Frédéric Grimaud relate des entretiens de professeur.es des écoles, qui parlent de leur métier, de l’organisation de leur travail, et de tous les choix auxquels le quotidien de la classe les confronte. Chaque semaine, retrouvez deux d’entre eux et d’entre elles qui expriment un point de vue différent sur la manière de faire leur métier, qui n’utilisent pas les mêmes outils pour réaliser leur tâche, qui ne font pas les mêmes gestes professionnels. Aucun ni aucune des deux n’a raison, aucun ni aucune des deux n’a tort, mais ils et elles assument ne pas faire exactement la même chose.
Cédric et Mylène sont professeurs en CE1. Tous les deux s’accordent sur l’importance que le travail des élèves soit daté, afin de le restituer dans la chronologie de l’année. Cependant, pour dater les copies, ils n’utilisent pas le même outil.
Mylène : « Oui bien sûr je trouve que c’est important que la date figure sur la copie de l’élève. Maintenant je ne souhaite pas qu’ils passent du temps à écrire la date. On ne dirait pas comme ça mais les CE1, surtout au début de l’année, c’est encore des bébés et ils ne sont pas super autonomes. Donc déjà, leur dire de prendre la feuille, leur expliquer correctement la consigne, leur faire sortir les bons stylos … c’est toute une aventure.
En plus, j’en ai qui ne finissent jamais leur travail donc s’ils doivent copier en plus la date, même si elle est écrite au tableau, ça va leur prendre beaucoup de temps et au final je préfère qu’ils soient dans la seule tâche que celle que je propose. Alors je trouve un truc pour ne pas qu’ils passent du temps à écrire la date, d’autant qu’ils l’ont déjà écrite plusieurs fois dans la même journée déjà alors ! Avant j’avais essayé des étiquettes avec la date que je découpais et qu’ils collaient. J’ai essayé, mais c’était pire ! Ils sortent la colle, ils en mettent partout, c’est mal collé, bref, j’ai dû trouver une autre technique.
« Un tampon dateur et franchement c’est quand même bien pratique »
Et j’ai vu que ma collègue utilise un tampon dateur et franchement c’est quand même bien pratique. Quand ils me rendent le travail je mets un coup de tampon quelque part et on n’en parle plus. Au départ j’avais un tampon pas cher avec une boite d’encre où tu trempes le tampon, des petites molettes qui bougeaient tout le temps et puis il n’y avait pas le mois écrit en entier. Cette année, j’ai investi pour la classe avec un gros tampon automatique où le mois est écrit en entier. Pas la peine d’avoir un encreur en plus, il est intégré. »

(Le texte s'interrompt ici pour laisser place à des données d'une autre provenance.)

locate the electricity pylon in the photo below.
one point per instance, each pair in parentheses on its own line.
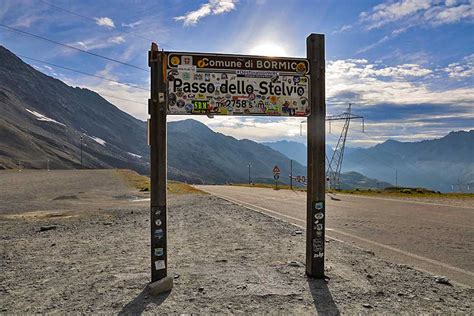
(334,165)
(333,171)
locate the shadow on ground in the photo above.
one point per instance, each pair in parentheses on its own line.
(139,303)
(322,298)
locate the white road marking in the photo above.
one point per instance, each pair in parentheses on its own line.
(406,201)
(406,253)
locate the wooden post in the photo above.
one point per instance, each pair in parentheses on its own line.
(315,214)
(291,174)
(158,216)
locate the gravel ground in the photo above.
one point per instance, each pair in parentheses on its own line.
(224,258)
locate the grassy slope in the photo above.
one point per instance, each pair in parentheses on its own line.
(392,191)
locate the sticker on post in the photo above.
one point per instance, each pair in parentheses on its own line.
(160,265)
(159,252)
(318,255)
(158,233)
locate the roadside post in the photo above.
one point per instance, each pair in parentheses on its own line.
(160,281)
(315,205)
(185,83)
(291,174)
(276,176)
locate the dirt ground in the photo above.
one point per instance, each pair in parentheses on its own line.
(224,258)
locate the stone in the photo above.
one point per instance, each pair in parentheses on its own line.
(442,280)
(48,227)
(161,286)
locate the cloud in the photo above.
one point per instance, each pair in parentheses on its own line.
(373,84)
(343,29)
(116,40)
(97,43)
(105,21)
(417,12)
(133,24)
(462,70)
(213,7)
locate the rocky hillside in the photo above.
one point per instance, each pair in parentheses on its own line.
(42,118)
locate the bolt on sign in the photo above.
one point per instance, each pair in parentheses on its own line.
(212,84)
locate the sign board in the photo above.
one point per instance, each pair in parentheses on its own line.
(276,169)
(213,84)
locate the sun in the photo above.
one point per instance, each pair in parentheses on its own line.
(268,49)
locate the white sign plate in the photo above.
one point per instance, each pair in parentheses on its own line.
(237,85)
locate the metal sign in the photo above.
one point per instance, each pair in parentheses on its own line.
(189,83)
(204,84)
(276,169)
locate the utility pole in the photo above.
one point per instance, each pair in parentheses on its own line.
(249,173)
(291,174)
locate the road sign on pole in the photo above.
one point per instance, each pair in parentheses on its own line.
(158,217)
(315,214)
(208,84)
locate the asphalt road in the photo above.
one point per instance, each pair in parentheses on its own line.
(433,237)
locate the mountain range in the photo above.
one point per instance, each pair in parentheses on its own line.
(43,120)
(443,164)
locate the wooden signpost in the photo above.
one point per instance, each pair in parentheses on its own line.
(216,84)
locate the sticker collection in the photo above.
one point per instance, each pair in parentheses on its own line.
(158,239)
(318,240)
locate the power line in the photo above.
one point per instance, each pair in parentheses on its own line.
(122,31)
(84,73)
(71,47)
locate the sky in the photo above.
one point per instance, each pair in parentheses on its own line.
(407,66)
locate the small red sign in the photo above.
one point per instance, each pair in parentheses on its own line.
(276,169)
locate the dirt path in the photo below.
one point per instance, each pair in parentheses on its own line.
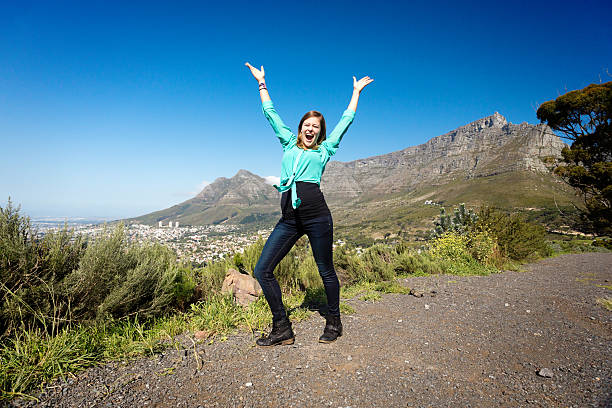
(479,342)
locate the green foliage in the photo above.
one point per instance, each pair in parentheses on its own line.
(585,117)
(417,264)
(517,239)
(459,222)
(454,254)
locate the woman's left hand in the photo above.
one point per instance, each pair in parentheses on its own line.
(362,83)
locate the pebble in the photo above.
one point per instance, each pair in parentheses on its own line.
(545,372)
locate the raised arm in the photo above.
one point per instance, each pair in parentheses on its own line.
(284,134)
(334,138)
(260,76)
(357,88)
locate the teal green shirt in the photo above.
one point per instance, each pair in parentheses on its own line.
(310,163)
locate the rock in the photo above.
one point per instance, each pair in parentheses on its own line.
(545,372)
(416,293)
(244,287)
(201,334)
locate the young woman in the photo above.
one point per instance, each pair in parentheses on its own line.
(304,210)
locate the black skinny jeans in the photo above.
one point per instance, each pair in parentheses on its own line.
(283,237)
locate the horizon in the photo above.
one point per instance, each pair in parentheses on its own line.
(114,111)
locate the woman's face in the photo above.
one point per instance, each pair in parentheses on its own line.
(311,128)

Cédric n’est pas du tout d’accord avec le choix de Mylène et il le dit : « Alors moi je ne vois pas me balader en classe avec un tampon encreur et mettre la date chaque travail sur chaque copie d’élève. J’aurais l’impression d’être une secrétaire qui tamponne à la chaine. Vraiment l’idée ne me plait pas. En plus je trouve ça super important que les enfants écrivent la date. Ça ne leur fait pas de mal d’écrire chaque fois que l’occasion s’en présente.
« Je trouve que de ritualiser ça, ça permet aussi de se mettre en condition » : « on va travailler »
J’en ai encore plein qui ne sont pas capables de te dire quel mois on est alors si ça peut leur faire rentrer que décembre c’est après novembre et avant janvier, je suis preneur. Donc dans ma classe on prend le temps. Le travail sur fiche commence par le rituel de la date, qu’on souligne, et comme ça on écrit son nom aussi et parfois un titre. Et on le met en valeur. En plus, je trouve que de ritualiser ça, ça permet aussi de se mettre en condition « on va travailler ». Les élèves voient qu’on sort une feuille, qu’on la prépare avec le nom, la date, le titre … et que à partir de là on est concentrés dans sa tête pour un travail personnel qui a un début et une fin. Le début c’est la date. »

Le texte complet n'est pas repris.